Shugo Watanabe selaku Presiden Direktur Honda Prospect Motor (HPM) mengatakan langkah impor mobil utuh (CBU) jadi hal yang mudah dilakukan, namun menurutnya itu bukan keputusan yang bijak untuk dilakukan.
"Kalau untuk model CBU, itu keputusan yang mudah. Test market juga mudah. Kamu bisa langsung bawa CBU, saya pun bisa memutuskan sekarang kalu mau. Tapi kita benar-benar perlu memeriksa harga dan semuanya," ujar Watanabe dikutip dari Uzone.id.
Oleh karenanya, strategi produksi lokal atau completely knocked down (CKD) menjadi yang paling penting bagi Honda saat ini.

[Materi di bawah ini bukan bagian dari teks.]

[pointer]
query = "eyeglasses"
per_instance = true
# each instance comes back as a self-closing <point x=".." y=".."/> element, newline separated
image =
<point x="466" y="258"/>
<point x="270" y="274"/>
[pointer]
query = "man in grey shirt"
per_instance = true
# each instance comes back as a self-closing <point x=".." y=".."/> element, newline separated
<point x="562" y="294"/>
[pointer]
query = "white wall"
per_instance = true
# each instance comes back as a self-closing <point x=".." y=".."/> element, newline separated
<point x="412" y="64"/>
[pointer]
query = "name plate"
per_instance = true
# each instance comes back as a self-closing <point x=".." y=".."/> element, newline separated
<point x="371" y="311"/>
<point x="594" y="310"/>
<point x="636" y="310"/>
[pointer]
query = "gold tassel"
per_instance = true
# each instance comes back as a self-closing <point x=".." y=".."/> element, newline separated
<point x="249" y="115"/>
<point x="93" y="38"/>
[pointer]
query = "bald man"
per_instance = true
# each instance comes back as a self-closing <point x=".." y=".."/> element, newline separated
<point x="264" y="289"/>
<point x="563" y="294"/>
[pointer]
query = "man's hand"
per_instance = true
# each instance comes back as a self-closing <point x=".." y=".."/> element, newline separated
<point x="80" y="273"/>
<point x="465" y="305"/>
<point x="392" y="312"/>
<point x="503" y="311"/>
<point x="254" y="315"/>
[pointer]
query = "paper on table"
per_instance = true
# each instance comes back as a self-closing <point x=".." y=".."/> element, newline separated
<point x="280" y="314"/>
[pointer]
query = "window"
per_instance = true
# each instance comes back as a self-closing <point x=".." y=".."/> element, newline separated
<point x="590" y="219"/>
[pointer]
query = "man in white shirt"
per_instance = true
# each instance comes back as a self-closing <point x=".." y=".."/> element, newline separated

Menurut Watanabe, dengan produksi lokal secara biaya akan lebih efisien dan sesuai dengan kebijakan pemerintah yang sedang membatasi kuota impor kendaraan listrik.

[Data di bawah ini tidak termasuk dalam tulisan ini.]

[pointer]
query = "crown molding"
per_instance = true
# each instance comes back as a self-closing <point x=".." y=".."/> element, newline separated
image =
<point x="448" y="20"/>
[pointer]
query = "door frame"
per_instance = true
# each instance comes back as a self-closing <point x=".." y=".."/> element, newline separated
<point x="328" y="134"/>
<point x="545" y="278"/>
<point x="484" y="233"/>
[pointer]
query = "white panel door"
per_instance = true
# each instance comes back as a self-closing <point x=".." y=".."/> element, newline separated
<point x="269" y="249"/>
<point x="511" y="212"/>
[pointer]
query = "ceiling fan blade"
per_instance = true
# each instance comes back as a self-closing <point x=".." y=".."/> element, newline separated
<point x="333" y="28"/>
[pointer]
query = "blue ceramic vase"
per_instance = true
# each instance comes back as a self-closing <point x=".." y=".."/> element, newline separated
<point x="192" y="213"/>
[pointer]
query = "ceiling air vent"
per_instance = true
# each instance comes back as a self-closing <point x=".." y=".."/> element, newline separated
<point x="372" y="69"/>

"Kalau kita tidak memproduksi secara lokal, kita tidak dibenarkan lagi untuk memasukkan CBU. Pemerintah pasti akan membatasi kuota impor. Jadi kita harus punya produksi lokal," jelasnya.
Honda memperkenalkan dua mobil konsep di ajang JMS 2025, yakni Super One Prototype dan Zero Alpha Prototype yang digadang-gadang akan menjadi model untuk diproduksi di kawasan ASEAN.
Watanabe mengaku salah satu dari kedua model prototype tersebut cocok untuk diproduksi di Indonesia.
"Mungkin setelah India, dua negara ASEAN yang jadi kandidat tertinggi untuk produksi atau ekspor Alpha adalah Thailand dan Indonesia," ungkapnya.
"Kalau Thailand lebih cocok untuk Alpha, sementara Indonesia lebih cocok untuk CKD Super One, mungkin ini kesempatan bagus untuk punya produksi lokal dan memperkuat komunikasi lintas ASEAN," lanjutnya.
Soal rencana CKD mobil listrik Honda, Watanabe mengaku targetnya tidak terlalu lama, meskipun tidak bisa dilakukan saat ini namun dirinya ingin hal itu terjadi sebelum 2030.
"Saya tidak bisa berkomitmen sekarang, tapi kita tidak bisa menunggu terlalu lama, targetnya sebelum 2030. Tapi kalau CBU, kalau kita putuskan sekarang, bisa saja sudah mulai dari tahun depan atau dua tahun lagi," pungkasnya.